I was always drawing and was told I was good at it. Fortunately I listened. I never had the confidence to call myself a fine artist so commercial art (illustration) seemed the obvious answer. All I ever wanted to do was draw for a living. Fashion came much later. I was sent to cover couture on the whim of an art director in 1996 and in a sense I never came back. Couture in the 1990s with Galliano, Lacroix, Saint Laurent and Gaultier was the Superbowl of fashion.
-Which were the most memorable times in your work?
There have been too many. I feel like a voyeur in my life when I think of the people I’ve met, the experiences I’ve had and the places I’ve visited, all through the ‘simple act’ of drawing.
-Who do you admire? And what do you admire about them?
Artists, creatives of every stripe because I know how difficult it is to be your harshest critic, and to get up every day and do it again. Also, though it sounds like a cliché, the health care workers who literally keep us functioning as a society. The pandemic has shone a light on this as never before.
-From all the people, fashion shows, you have drawn who are your favourites?
Carmen, Erin O’Connor and Dita Von Teese, have been my most consistent and inspiring subjects, but I have also had sittings with many of my idols: Anjelica Huston, Charlotte Rampling, Catherine Deneuve, Anouk Aimee, Rossy de Palma, Ali MacGraw…
-Which is the wisest advice you were given and which is the wisest advice you would give?
Show up for the job. Beware the company you keep. If it’s not fun, it’s no fun. All of those I learned from Carmen. I am happy to pass them along.
-Have you visited Greece? What did you like about it?
I was in Athens before the pandemic. It was a truly memorable trip. Beautifully organized by Orsalia Parthenis.I can’t wait to return. For many years we went on family holidays to Ithaca and Kefalonia. I honestly can’t say what I like about it without sounding like a travel agent; the horizon, the sky, the sea, the rhythm of life, the fact that not every day is a work day. The people. Past and present. Sunshine and shadow. Saganaki.I could go on
-Which are your favourite places in the world?

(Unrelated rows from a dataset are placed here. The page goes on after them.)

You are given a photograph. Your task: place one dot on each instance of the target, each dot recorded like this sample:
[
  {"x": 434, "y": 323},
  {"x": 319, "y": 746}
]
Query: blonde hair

Where I live in East Sussex, between the South Downs and the sea suits me very well. But don’t deprive me of Venice.
-If you were to be reborn in a certain place and time where and when would it be?
I would be in Rome at the time of La Dolce Vita and I would look just like Marcello Mastroianni.
-Is there anyone you would love to draw and haven’t yet?
-What are your plans for the near future?
I am writing a newsletter ‘Its All True’ about my life and experiences over the last 25 years in fashion. I am loving it. You can read it on Substack I also have a small exhibition in Claridge’s celebrating my favourite icons and a big retrospective in February 2023, in London.
-Are you optimistic about how things are going?
I don’t feel we have a choice. Optimism is mandatory, but its certainly being tested right now.